Dos décadas y media después de la adopción del Protocolo, la trata de seres humanos sigue creciendo a un ritmo alarmante. Según el Índice Global de Esclavitud de 2023, más de 50 millones de personas en todo el mundo son víctimas de la esclavitud moderna. Este fenómeno genera cada año unos 236.000 millones de dólares en beneficios criminales, mientras decenas de miles de personas pierden la vida cada año debido a la explotación extrema y al trabajo forzoso.
En su intervención, el Gran Canciller ha reiterado el compromiso humanitario histórico de la Orden de Malta, subrayando que la Convención de Palermo, «inspirada en la intuición visionaria de Giovanni Falcone», sigue siendo uno de los pilares de la cooperación multilateral. Sin embargo, ha advertido que el creciente empeoramiento de la inestabilidad mundial está llevando los niveles de trata a umbrales sin precedentes.
El Gran Canciller también ha elogiado la labor del embajador de la Orden de Malta para la vigilancia y la lucha contra la trata de seres humanos, Michel Veuthey, por su compromiso con la promoción de iniciativas globales de formación y educación, incluidas nuevas colaboraciones con el UNITAR (Instituto de las Naciones Unidas para la Formación y la Investigación). Recordando la importancia de combinar medidas legales, sensibilización pública y principios éticos fundamentales para defender la dignidad humana, el embajador Veuthey ha subrayado: «Luchar contra la trata no es un acto de caridad, sino un imperativo moral y jurídico».
Entre las iniciativas de la Orden en la lucha contra la trata de seres humanos figuran programas de rehabilitación y acogida, como Villa Bakhita en Lagos, Nigeria, que ofrece protección, apoyo psicológico y vías de reintegración a mujeres y niños supervivientes de la trata.

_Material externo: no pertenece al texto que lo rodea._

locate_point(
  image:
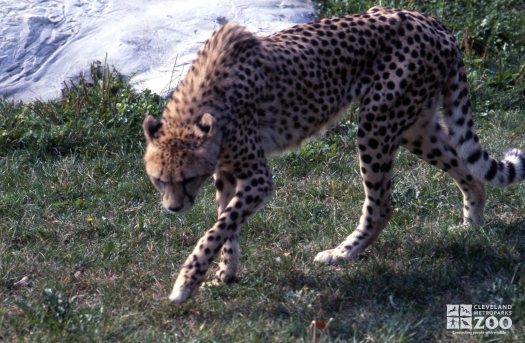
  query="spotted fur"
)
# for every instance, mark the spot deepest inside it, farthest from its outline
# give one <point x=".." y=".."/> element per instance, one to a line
<point x="247" y="96"/>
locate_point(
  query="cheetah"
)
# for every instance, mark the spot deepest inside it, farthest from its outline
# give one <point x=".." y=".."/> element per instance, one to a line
<point x="247" y="96"/>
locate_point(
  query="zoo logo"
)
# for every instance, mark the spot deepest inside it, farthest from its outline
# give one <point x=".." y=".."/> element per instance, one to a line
<point x="478" y="317"/>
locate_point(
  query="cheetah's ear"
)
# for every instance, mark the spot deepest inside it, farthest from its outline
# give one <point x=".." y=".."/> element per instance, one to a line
<point x="151" y="128"/>
<point x="206" y="124"/>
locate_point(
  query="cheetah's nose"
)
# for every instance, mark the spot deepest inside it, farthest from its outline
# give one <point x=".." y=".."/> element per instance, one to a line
<point x="175" y="209"/>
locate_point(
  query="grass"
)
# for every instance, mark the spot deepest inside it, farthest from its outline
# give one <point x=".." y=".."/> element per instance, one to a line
<point x="87" y="253"/>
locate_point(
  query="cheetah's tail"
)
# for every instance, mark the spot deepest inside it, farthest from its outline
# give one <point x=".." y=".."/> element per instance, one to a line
<point x="458" y="116"/>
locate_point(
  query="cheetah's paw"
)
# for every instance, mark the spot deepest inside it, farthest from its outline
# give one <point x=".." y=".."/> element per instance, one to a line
<point x="180" y="294"/>
<point x="327" y="257"/>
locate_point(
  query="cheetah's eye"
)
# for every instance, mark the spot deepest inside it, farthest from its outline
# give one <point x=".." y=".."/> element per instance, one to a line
<point x="189" y="180"/>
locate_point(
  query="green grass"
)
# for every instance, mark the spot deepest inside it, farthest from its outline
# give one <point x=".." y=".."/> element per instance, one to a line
<point x="79" y="220"/>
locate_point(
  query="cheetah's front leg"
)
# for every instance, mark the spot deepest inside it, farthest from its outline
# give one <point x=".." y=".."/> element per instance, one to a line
<point x="250" y="194"/>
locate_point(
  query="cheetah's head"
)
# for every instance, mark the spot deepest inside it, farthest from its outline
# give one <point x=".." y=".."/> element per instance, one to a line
<point x="180" y="157"/>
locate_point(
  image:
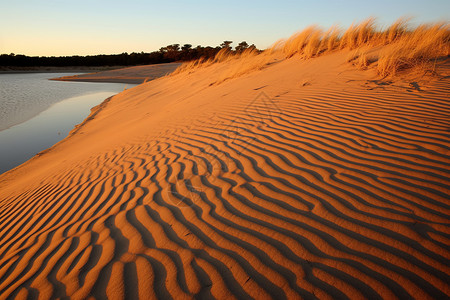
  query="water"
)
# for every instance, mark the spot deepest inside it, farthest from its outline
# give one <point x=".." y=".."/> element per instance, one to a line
<point x="44" y="112"/>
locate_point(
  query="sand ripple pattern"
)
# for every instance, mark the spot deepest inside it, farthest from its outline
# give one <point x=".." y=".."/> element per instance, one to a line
<point x="305" y="193"/>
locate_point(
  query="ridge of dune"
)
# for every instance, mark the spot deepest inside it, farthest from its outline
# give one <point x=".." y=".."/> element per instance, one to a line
<point x="306" y="179"/>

En su intervención en la Conferencia, el Gran Hospitalario ha llamado la atención sobre la misión de la Orden, afirmando que «la Soberana Orden de Malta desempeña un importante papel complementario en la promoción de los objetivos del Protocolo de Palermo, reforzando la prevención, la protección y la capacidad institucional», con el fin de mejorar la cooperación en materia de protección contra la trata, persecución de los responsables y rehabilitación de las víctimas.
Se ha dedicado especial atención a la labor del CISOM, el Cuerpo Italiano de Socorro de la Orden de Malta, y a su sólida colaboración con el Gobierno italiano en la gestión de los flujos migratorios. Con el despliegue continuo de médicos y enfermeros en cinco zonas costeras, operativos las 24 horas del día, el CISOM presta una asistencia vital a decenas de miles de personas en el mar. La dignidad humana debe seguir siendo el centro de toda respuesta.